Another fall semester has officially commenced—hold the cheers. No seriously, quiet down. Hear that? It’s the sound of professors giving us hell about cell phones in class.
You’d think in a 250-person lecture hall, a singular professor wouldn’t waste a breath calling out students being on Facebook in class. But we’re not naïve—we know very well that cellphone-surveillance is just about as typical of a welcome as almost getting hit by a bus on College Place. It’s something we’re used to and accept, sort of. We don’t actually follow the heinous “no tech in class” rules, so why are they bolded in our syllabi in the first place? After all, aren’t WE (the students), paying THEM (the professors), to stand up there and preach lecture in the first place? So why are we letting professors be the ones to decide when and when not we get to send our important emails aka DM funny memes to our roommates.
Don’t act like you wouldn’t rather be admiring that sexy double chin of yours in your front-view camera. A Baylor University study found that on average, college students spend 8–10 hours a day on their cellphones. That’s just on average, realistically our only phones leave our hands for the five minutes we shower every three days.

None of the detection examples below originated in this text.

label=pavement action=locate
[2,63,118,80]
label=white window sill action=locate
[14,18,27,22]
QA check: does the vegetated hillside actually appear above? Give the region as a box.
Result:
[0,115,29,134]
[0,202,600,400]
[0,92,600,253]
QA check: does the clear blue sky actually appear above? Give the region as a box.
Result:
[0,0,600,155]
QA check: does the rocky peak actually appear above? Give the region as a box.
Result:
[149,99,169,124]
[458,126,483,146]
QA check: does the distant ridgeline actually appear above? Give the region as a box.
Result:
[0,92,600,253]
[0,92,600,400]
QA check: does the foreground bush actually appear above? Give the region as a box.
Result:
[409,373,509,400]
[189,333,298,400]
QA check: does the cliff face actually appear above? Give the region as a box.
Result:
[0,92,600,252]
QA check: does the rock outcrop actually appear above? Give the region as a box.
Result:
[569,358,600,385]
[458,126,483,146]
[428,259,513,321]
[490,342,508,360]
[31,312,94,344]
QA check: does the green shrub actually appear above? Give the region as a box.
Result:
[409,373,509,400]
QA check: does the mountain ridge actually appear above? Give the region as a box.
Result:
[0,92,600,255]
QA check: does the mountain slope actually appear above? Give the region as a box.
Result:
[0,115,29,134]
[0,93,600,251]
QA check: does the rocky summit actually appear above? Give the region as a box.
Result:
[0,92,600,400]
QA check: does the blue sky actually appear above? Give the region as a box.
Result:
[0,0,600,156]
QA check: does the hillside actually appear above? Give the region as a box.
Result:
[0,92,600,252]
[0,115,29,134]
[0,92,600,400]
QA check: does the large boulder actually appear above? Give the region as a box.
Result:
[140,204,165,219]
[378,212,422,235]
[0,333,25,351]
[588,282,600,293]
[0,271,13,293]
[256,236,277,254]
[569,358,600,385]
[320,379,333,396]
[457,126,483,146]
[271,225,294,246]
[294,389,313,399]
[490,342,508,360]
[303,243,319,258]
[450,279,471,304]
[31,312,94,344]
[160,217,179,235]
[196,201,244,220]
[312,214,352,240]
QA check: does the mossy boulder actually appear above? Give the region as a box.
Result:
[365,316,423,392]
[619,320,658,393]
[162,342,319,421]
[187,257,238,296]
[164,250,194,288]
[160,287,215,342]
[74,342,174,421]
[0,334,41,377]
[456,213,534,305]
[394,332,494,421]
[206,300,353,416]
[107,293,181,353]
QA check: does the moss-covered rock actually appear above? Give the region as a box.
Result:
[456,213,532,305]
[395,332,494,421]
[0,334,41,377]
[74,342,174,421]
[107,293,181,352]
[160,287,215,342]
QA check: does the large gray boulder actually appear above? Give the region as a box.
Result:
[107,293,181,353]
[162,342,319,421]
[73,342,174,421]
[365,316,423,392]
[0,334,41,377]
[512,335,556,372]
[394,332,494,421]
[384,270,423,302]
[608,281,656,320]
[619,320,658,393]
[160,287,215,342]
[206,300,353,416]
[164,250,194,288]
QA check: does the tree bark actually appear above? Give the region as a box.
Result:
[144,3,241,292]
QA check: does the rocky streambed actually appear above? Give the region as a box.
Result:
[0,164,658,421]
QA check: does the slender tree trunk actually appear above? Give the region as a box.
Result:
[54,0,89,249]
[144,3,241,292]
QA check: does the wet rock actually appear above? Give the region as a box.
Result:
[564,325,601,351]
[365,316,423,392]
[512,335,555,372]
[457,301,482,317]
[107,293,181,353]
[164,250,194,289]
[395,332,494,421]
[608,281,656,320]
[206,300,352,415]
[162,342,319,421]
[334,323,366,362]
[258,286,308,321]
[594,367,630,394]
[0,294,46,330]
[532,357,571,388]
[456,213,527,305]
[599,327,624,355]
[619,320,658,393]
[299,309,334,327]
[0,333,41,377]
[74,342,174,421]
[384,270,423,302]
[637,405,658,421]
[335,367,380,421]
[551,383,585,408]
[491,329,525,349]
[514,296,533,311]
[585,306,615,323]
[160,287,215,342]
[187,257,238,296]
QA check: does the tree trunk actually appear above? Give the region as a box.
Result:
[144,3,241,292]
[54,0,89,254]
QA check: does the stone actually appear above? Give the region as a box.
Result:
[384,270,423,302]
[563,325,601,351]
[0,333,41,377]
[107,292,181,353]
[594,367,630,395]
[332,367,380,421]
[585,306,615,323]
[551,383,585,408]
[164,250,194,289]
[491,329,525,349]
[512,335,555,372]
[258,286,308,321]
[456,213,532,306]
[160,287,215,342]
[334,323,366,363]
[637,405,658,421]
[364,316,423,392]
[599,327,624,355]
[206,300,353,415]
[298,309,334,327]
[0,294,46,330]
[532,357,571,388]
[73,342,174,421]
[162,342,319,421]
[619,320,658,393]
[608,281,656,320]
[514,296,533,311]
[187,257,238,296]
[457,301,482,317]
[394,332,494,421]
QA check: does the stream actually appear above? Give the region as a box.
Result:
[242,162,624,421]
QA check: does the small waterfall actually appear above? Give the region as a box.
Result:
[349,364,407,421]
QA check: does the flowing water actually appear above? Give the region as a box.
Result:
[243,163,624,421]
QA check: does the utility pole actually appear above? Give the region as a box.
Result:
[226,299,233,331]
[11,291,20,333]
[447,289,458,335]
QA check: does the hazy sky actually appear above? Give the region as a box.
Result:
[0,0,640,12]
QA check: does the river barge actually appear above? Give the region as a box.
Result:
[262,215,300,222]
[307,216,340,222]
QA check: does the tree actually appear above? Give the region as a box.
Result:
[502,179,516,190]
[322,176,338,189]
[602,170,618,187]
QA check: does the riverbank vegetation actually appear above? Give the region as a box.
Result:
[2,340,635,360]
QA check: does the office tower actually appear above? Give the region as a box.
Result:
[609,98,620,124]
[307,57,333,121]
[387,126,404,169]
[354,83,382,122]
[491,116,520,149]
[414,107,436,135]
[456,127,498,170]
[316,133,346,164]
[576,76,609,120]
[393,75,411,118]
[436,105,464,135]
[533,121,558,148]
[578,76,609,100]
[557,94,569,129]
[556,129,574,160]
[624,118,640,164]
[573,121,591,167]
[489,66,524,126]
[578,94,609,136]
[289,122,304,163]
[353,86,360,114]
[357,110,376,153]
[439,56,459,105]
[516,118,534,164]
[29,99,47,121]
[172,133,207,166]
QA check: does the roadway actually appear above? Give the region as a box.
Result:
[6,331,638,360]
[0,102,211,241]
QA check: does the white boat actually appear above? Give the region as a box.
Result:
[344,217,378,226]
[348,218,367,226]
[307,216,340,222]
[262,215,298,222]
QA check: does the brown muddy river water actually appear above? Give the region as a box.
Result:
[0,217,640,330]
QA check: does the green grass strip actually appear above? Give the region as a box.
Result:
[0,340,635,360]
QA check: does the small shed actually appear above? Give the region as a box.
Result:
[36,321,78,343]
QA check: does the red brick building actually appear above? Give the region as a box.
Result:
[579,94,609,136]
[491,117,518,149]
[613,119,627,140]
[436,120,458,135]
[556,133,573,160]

Regardless of our cell and hygiene habits, it shouldn’t be the role of your 70-year-old professor who thinks a meme is some pre-war propaganda shit to be policing these activities. That’s what high school was for. If we are forever parented, then us college kids are going to miss out on a lesson more valuable than knowing what a binomial probability experiment is: being your own adult.
The essence of the “college experience” is learning to live with your own decisions. If we want to spend our 55-minute period—which at an institution like Syracuse University amounts to roughly $75.00 a session… we checked—staring at the car-crash that is Trump’s twitter, then quit trying to stop us! Should becoming an expert in Trump-tweets lead to an “F” on the midterm, then maybe we’ll think about putting the phone away next class, or we’ll think about dropping it and enrolling in HST 455: A Comprehensive History of Trump Twitter, from “Everyone knows I am right that Robert Pattinson should dump Kristen Stewart” to “Why would Kim Jong-un insult me by calling me ‘old,’ when I would NEVER call him ‘short and fat?’” This is our decision to make. Let us have it.